そして、ナユタ自身が“選べなかった”未来の意味とは。


 激突した剣と剣の残響が、紅く染まった空間に消えていく。


 ナユタは肩で息をしながら、“千罪の剣鬼”を見据えていた。


 「……まだ、立つか……」


 剣鬼の仮面が砕けかけている。

 だが、その奥の顔は、意外なほど穏やかだった。


 「お前の中にある“怒り”は、俺のそれとよく似ている。

 救えなかった後悔。選べなかった道。

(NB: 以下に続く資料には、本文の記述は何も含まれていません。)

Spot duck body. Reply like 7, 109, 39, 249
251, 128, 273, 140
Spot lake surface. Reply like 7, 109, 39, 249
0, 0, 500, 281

……そして、正しさを信じ続ける愚かさ」


 剣鬼が静かに剣を地に伏せる。

 その瞬間、紅い空間に“記憶の欠片”が舞い散った。


 ──幼い少女の泣き声。

 ──焼き払われる村。

 ──そして、剣を握った一人の男が、愛する者を守るために、“敵”を斬り続けた日々。


 「正しさのために、俺は千の命を奪った。

 けれど誰一人、“正義だった”とは言わなかった」


 それが、“千罪の剣鬼”と呼ばれる理由。

 彼は戦いの末に英雄となれず、罪人として歴史から消された。


 ナユタは問う。


 「……それでも、あなたは剣を捨てなかった」


 「守りたいものがあったからな。お前も……そうだろう?」


 紅の領域がゆっくりと崩れていく。


 その中心で、剣鬼が最後に差し出したのは──一振りの、血を吸った剣だった。


 「これは、お前に託す。“選ばれなかった正義”の代弁者として」


 ナユタが剣を受け取ると、赫光の紋章が再び輝き、未来のヴィジョンが走る。


 ──焼け落ちる城。

 ──泣き崩れる少女。

 ──暗殺される王。

 そして──再び、柱が目覚めようとする気配。


 「次の柱は……“腐敗の花嫁”……」


 そう呟いた時、空間の外から一つの声が届いた。


 「やはり“あなただった”のですね、赫光の継承者」


 現れたのは、黒髪の少年──いや、彼はフードを外し、その名を告げた。


 「俺の名はリヒト。かつて“十三柱”の一つと契約し、“未来を拒んだ者”」


 新たな“選定者”が姿を現す。

 ナユタの旅は、さらに深く、危うい“選択”へと踏み込んでいく。


第七話、お読みいただきありがとうございました!


今回は“千罪の剣鬼”の過去と、その“正しさの代償”を描きました。

ナユタの中でもまた一つ、柱たちの存在と自分の“選択”の意味が深まった回です。